Wagub Sumsel Terima Anggota Dewas BPKH RI Bahas Kerja Sama Pengelolaan Dana Haji

Foto : Humas Prov.Sumsel

KBRN, Palembang : Wakil Gubernur Sumatera Selatan Mawardi Yahya menerima Anggota Dewan Pengawas Badan Pengelola Keuangan Haji (BPKH) RI, di Ruang Tamu Wakil Gubernur, Jum'at (22/10/2021).

Kunjungan tersebut dalam rangka pelaksanaan monitoring dan evaluasi program kerjasama pengelolaan dana haji di Provinsi Sumatera Selatan.

Dalam kesempatan itu anggota Dewan Pengawas BPKH RI, Suhaji Lestiadi, mengatakan, dirinya bersama anggota sebelumnya telah membahas sebuah skema kerjasama dengan Bank Sumsel Babel yang tentunya akan melibatkan Pemerintah Provinsi Sumatera Selatan dalam menjalankannya.

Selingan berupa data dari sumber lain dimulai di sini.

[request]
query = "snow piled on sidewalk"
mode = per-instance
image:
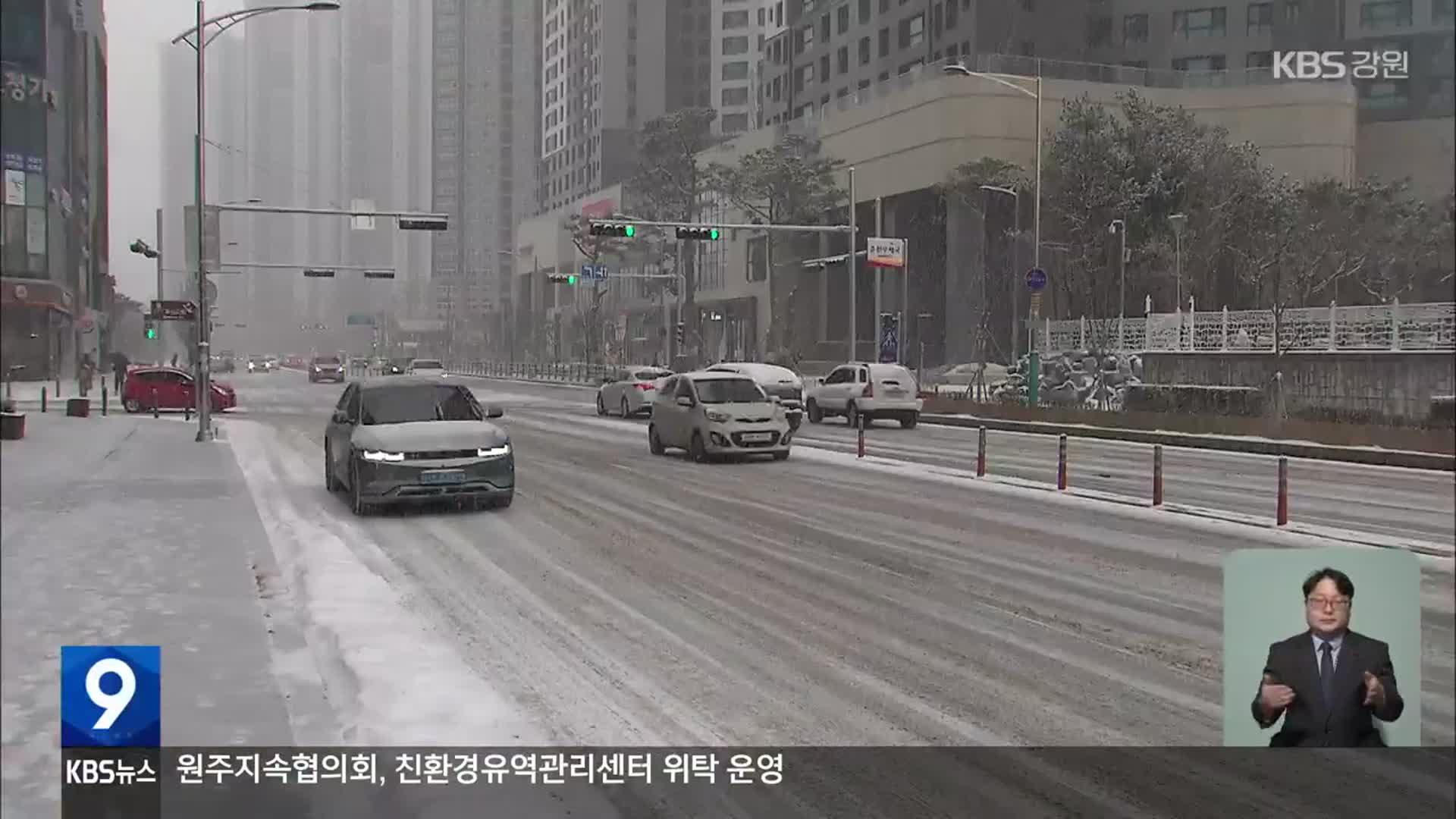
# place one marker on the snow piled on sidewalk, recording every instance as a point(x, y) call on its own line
point(392, 678)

Dijelaskan, bentuk kerjasama yang ditawarkan adalah dengan mengelolah dana haji yang dimiliki oleh BPKH melalui Bank Sumsel Babel dan dana tersebut nantinya akan digunakan dalam pembiayaan pembangunan daerah.

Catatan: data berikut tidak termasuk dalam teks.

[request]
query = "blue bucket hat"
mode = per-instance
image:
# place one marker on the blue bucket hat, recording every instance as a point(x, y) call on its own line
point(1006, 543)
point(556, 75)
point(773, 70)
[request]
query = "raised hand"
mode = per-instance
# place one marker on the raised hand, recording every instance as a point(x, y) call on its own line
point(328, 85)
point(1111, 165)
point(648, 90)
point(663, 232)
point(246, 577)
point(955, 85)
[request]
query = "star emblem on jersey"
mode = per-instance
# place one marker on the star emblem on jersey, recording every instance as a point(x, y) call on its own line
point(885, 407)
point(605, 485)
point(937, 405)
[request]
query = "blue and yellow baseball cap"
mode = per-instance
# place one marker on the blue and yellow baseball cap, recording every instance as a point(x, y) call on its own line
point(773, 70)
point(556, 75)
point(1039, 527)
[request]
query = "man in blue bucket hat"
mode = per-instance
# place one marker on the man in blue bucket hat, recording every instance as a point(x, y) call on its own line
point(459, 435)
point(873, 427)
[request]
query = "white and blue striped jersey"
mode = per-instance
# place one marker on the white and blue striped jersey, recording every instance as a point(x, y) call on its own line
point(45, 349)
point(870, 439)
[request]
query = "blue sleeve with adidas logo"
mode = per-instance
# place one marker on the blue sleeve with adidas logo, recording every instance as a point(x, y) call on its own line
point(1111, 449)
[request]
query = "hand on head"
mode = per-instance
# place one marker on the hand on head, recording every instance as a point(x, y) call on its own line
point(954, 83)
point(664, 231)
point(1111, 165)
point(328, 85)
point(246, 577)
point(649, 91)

"Sebetulnya bentuk kerjasama telah dilakukan dengan Bank yang ada di Indonesia dalam bentuk 3 kerjasama yaitu Bank penerima, Bank penempatan dan Bank Fungsi Mitra Investasi", jelasnya.

Menurut Suhaji, Bank Sumsel Babel saat ini berperan sebagai Bank Penempatan. Untuk itu pihaknya  berharap kedepannya Bank Sumsel Babel dapat mengambil perannya pada Bank Fungsi Mitra Investasi dibawah underlyingnya Projek Pembangunan Pemerintah Daerah.

Suhaji mengatakan, kerjasama pengelolaan dana haji perlu dilakukan demi berkembangnya BPKH dan hasil dari uang yang dikelola akan digunakan untuk subsidi pemberangkatan haji yang selama ini disubsidi oleh Pemerintah.

Menanggapi hal tersebut Wakil Gubernur Mawardi Yahya meminta untuk dapat dilakukan kajian yang mendalam terkait dengan bentuk kerjasama yang akan dilakukan serta dibuat dengan regulasi yang baik agar sesuai dengan batasan-batasan dan ketentuan hukum yang berlaku.

"Sepanjang regulasinya benar, kesepakatannya benar, selama tidak melanggar peraturan OJK. Kami mendukung akan kerja sama yang akan dijalani", ungkap MY.

Wagub mengingatkan untuk berhati - hati dalam menjalankan kerjasama ini. Jangan sampai peluang - peluang yang ada disalah gunakan, apalagi uang yang dikelola merupakan dana haji yang berasal dari masyarakat.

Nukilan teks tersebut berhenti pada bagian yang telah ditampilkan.